California would have become the first to require such systems for all new cars, trucks and buses sold in the state starting in 2030. The bill would have mandated that vehicles beep at drivers when they exceed the speed limit by at least 10 mph.

The European Union has passed similar legislation to encourage drivers to slow down. California’s proposal would have provided exceptions for emergency vehicles, motorcycles and motorized scooters.

In explaining his veto, Newsom said federal law already dictates vehicle safety standards and adding California-specific requirements would create a patchwork of regulations.

The National Highway Traffic Safety “is also actively evaluating intelligent speed assistance systems, and imposing state-level mandates at this time risks disrupting these ongoing federal assessments,” the Democratic governor said.

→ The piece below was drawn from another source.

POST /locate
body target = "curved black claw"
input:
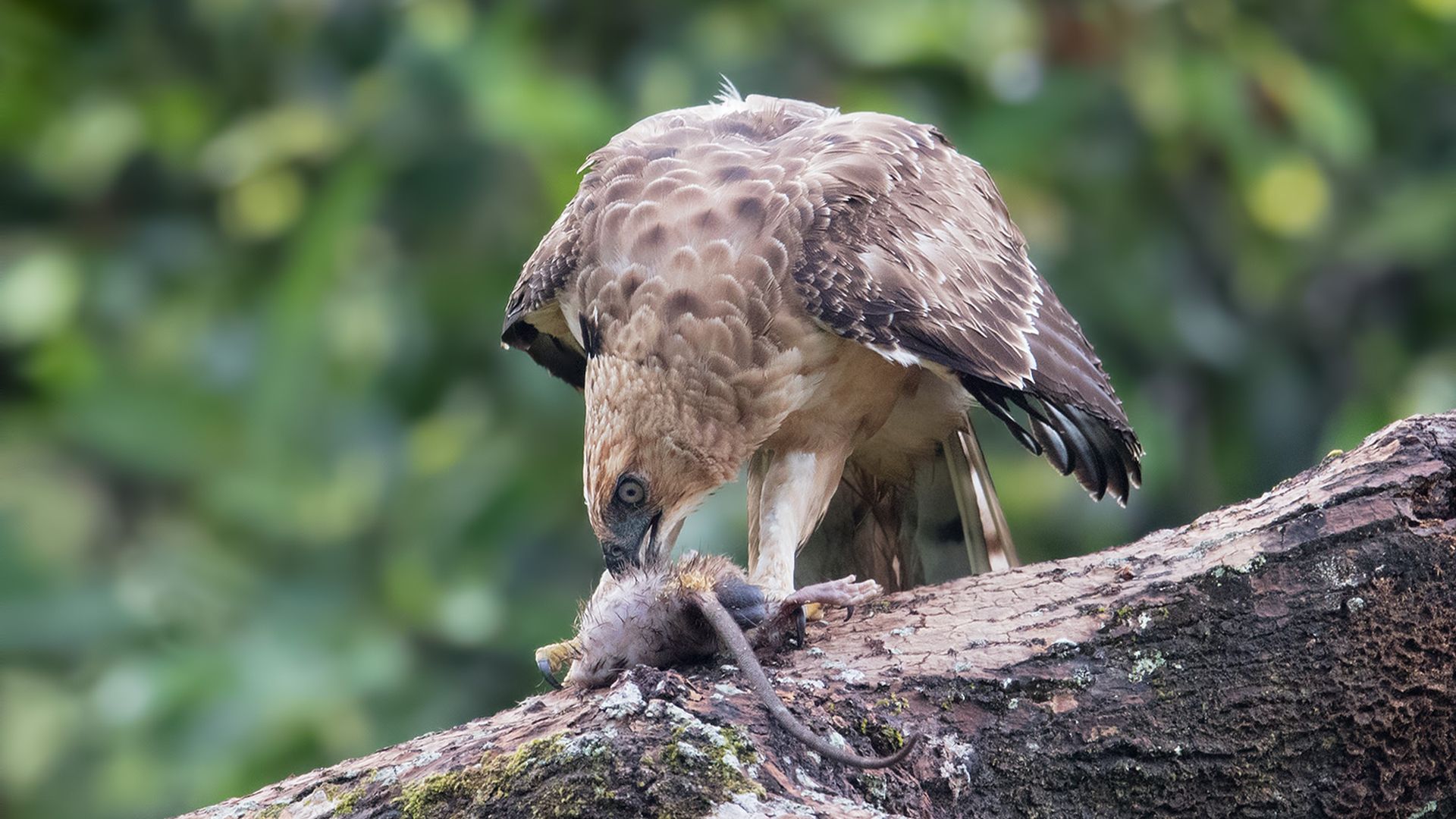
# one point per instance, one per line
(545, 667)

Opponents, including automotive groups and the state Chamber of Commerce, said such regulations should be decided by the federal government, which earlier this year established new requirements for automatic emergency braking to curb traffic deaths. Republican lawmakers also said the proposal could make cars more expensive and distract drivers.

The legislation would have likely impacted all new car sales in the U.S., since the California market is so large that car manufacturers would likely just make all of their vehicles comply.

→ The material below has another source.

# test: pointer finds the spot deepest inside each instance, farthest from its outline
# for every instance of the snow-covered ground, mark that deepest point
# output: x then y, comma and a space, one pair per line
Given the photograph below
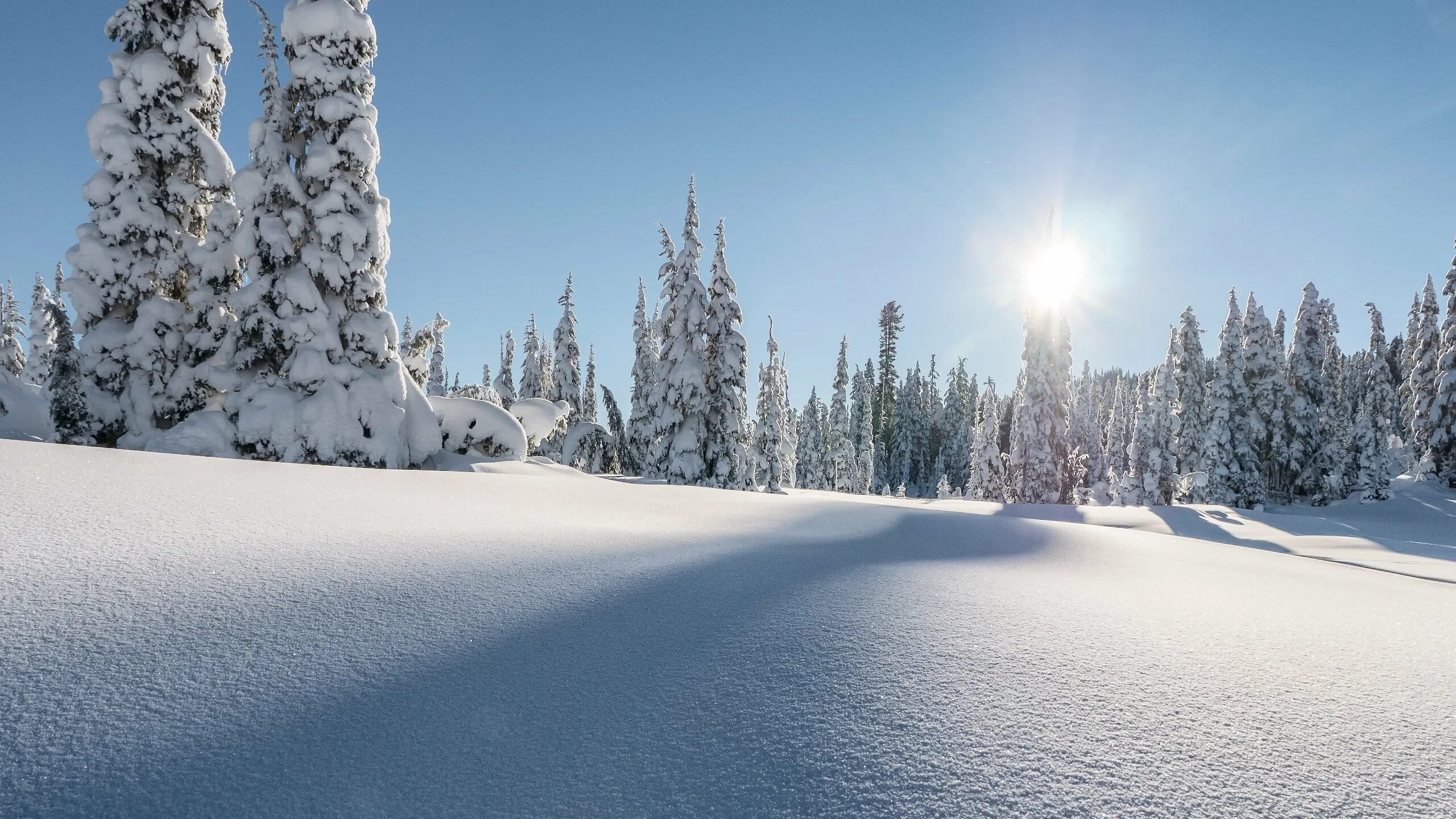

California often throws that weight around to influence national and even international policy. The state has set its own emission standards for cars for decades, rules that more than a dozen other states have also adopted. And when California announced it would eventually ban the sale of new gas-powered cars, major automakers soon followed with their own announcement to phase out fossil-fuel vehicles.

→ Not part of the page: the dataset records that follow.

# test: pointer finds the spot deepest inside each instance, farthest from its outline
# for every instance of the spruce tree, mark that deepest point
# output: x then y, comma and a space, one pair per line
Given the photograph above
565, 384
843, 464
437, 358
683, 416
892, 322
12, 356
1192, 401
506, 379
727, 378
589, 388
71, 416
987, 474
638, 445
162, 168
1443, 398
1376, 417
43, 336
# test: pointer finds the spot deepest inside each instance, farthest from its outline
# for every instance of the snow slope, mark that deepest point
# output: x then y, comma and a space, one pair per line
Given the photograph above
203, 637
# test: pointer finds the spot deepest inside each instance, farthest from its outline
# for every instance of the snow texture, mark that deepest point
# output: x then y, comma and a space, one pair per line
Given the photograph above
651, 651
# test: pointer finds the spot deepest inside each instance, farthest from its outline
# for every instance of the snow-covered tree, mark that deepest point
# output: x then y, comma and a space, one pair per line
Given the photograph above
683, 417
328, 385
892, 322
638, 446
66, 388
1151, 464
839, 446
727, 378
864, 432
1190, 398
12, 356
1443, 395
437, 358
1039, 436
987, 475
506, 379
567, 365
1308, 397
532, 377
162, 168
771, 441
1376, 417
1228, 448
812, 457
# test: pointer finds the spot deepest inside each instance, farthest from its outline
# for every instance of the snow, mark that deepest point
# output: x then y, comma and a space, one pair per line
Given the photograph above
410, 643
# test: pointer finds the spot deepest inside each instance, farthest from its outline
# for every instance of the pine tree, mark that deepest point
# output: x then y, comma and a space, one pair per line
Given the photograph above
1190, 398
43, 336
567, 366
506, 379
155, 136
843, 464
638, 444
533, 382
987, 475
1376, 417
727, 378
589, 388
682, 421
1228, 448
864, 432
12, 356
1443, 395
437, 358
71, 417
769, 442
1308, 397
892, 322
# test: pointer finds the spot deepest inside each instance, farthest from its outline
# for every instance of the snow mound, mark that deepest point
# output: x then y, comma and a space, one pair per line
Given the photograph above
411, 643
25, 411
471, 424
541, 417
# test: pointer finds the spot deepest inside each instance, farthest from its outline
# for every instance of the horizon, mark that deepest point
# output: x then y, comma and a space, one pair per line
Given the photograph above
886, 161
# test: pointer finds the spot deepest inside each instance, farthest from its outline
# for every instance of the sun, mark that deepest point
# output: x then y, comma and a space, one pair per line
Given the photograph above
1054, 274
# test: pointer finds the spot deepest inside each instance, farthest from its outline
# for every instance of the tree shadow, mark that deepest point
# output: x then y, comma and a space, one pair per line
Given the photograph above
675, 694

Democratic state Sen. Scott Wiener, who sponsored the bill, called the veto disappointing and a setback for street safety.

“California should have led on this crisis as Wisconsin did in passing the first seatbelt mandate in 1961,” Wiener said in a statement. “Instead, this veto resigns Californians to a completely unnecessary risk of fatality.”

The speeding alert technology, known as intelligent speed assistance, uses GPS to compare a vehicle’s pace with a dataset of posted limits. If the car is at least 10 mph over, the system emits a single, brief, visual and audio alert.

The proposal would have required the state to maintain a list of posted speed limits, and it’s likely that those would not include local roads or recent changes in speed limits, resulting in conflicts.

The technology has been used in the U.S. and Europe for years. Starting in July, the European Union will require all new cars to have the technology, although drivers would be able to turn it off. At least 18 manufacturers including Ford, BMW, Mercedes-Benz and Nissan, have already offered some form of speed limiters on some models sold in America, according to the National Transportation Safety Board.

The National Highway and Traffic Safety Administration estimates that 10% of all car crashes reported to police in 2021 were related to speeding. This was especially a problem in California, where 35% of traffic fatalities were speeding-related — the second highest in the country, according to a legislative analysis of the proposal.

Last year the NTSB recommended federal regulators require all new cars to alert drivers when they speed. Their recommendation came after a crash in January 2022, when a man with a history of speeding violations ran a red light at more than 100 mph and struck a minivan, killing himself and eight other people.